How does this perform compared to sqlite3?

And and can you use keys that aren't builtin values?

nicolaslem · on Jan 22, 2018

It is possible to use your own key if it has a natural order and you write your own simple serializer: https://github.com/NicolasLM/bplustree/blob/master/bplustree...

antman · on Jan 21, 2018

Cannot delete items yet

nicolaslem · on Jan 21, 2018

Yes, it's a work in progress, see the `remove` branch.

IvyMike · on Jan 21, 2018

That is a very dangerous name for a branch.

liopleurodon · on Jan 21, 2018

lol, truth

_pgmf · on Jan 22, 2018

Why is this not mentioned very clearly in the README? Seems like willful misrepresentation.

You might also mention that, if replacing large values that use overflow pages, the file has the potential to grow without bounds as it looks like overflow pages are not collected?

j_s · on Jan 22, 2018

Are there any production data stores recommended for low memory usage? What should I use to stream data to disk and back with minimal overhead, preferably with indexed lookups?

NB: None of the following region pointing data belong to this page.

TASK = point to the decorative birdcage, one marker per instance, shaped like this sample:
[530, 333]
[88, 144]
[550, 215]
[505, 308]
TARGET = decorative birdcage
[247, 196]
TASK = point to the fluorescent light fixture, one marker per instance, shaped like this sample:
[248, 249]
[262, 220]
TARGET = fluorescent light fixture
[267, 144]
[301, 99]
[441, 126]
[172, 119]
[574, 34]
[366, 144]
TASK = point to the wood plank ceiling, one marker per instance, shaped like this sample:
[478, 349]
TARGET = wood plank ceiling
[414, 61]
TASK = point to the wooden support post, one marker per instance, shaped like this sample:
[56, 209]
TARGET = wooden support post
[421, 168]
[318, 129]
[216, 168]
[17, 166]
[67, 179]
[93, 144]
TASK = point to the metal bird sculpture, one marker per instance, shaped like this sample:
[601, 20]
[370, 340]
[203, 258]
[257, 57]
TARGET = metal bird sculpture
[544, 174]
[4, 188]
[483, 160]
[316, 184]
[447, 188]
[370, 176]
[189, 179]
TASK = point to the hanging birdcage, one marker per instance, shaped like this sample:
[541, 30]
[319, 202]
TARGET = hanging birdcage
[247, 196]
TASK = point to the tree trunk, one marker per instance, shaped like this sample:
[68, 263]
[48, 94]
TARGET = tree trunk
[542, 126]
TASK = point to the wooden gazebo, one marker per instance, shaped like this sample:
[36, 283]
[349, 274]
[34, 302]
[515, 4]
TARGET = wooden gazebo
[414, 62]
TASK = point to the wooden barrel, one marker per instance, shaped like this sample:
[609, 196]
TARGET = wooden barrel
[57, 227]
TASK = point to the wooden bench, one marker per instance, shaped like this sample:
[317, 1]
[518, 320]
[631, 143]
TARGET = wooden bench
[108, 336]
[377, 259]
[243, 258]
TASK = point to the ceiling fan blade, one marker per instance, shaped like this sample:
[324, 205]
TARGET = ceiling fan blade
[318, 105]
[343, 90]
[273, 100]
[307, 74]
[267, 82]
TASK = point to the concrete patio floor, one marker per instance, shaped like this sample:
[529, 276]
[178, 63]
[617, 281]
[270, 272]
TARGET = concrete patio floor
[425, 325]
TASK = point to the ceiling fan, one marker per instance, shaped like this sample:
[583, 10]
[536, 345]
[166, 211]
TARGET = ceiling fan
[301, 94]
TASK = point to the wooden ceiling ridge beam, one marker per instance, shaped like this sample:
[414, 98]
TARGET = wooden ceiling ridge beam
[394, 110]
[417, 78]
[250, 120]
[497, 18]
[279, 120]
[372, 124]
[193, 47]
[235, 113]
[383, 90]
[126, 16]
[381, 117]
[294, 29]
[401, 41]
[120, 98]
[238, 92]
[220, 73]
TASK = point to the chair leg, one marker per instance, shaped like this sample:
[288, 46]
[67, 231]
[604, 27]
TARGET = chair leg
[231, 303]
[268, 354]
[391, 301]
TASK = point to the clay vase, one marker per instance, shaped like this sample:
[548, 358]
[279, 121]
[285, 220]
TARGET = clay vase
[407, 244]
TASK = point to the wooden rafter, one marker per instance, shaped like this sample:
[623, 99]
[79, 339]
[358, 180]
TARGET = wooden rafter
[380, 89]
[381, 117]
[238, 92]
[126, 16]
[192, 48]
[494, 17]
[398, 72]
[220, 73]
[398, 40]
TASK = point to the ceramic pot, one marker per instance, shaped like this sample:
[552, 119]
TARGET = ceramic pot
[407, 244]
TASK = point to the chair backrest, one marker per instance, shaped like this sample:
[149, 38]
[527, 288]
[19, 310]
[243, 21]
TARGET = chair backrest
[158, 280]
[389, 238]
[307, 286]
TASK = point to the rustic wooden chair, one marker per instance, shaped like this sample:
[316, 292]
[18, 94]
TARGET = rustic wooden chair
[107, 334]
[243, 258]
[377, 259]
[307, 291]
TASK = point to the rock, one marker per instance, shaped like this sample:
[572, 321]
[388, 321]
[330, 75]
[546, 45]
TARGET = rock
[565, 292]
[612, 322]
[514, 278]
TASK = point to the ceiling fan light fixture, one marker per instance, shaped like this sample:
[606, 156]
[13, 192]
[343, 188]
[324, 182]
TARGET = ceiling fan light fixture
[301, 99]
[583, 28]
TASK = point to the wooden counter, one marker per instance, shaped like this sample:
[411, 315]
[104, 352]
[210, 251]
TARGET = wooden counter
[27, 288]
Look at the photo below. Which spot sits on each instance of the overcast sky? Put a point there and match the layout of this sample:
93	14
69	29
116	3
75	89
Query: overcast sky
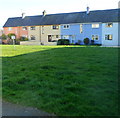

bufferoverflow · on Jan 22, 2018

An SSD with the highest random-read/write IOPS you can afford. Something like this:

https://www.computerworld.com/article/2987956/solid-state-dr...

Or FusionIO ioDrive2 Duo, which is above 900K IOPS for both reads and writes.

zerokernel · on Jan 21, 2018

https://pypi.python.org/pypi/BTrees

evolighting · on Jan 22, 2018

what about using a DB? Is there any really simple database for the same purpose?

_pgmf · on Jan 22, 2018

This is pretty cool. As I was reading the code I really wished for an explanation or simple ASCII diagram of the serialization formats for the various node/record types, as well as for the frames/wal format. Given that the poster is the author of the project, I hope you'll consider filling in these kinds of details, as they'd presumably be of interest to the people you're "Show"-ing this to.

nicolaslem · on Jan 22, 2018

Thank you. I know what you mean, I'm not happy with how the serialization is done right now, it's too complicated.

Maybe someone on HN knows a Python serialization library beyond pickle that would allow to describe how the data is laid out and take care of the rest. It looks like struct is not flexible enough for this usage.

_pgmf · on Jan 21, 2018

Thanks for sharing, I've been interested in finding pure python implementations of storage engines. Another one I came across is whoosh: https://bitbucket.org/mchaput/whoosh/src/a16ebacb47191afaf2d...

shalabhc · on Jan 22, 2018

Check out zodb and durus.

halayli · on Jan 21, 2018

What's wrong with LMDB?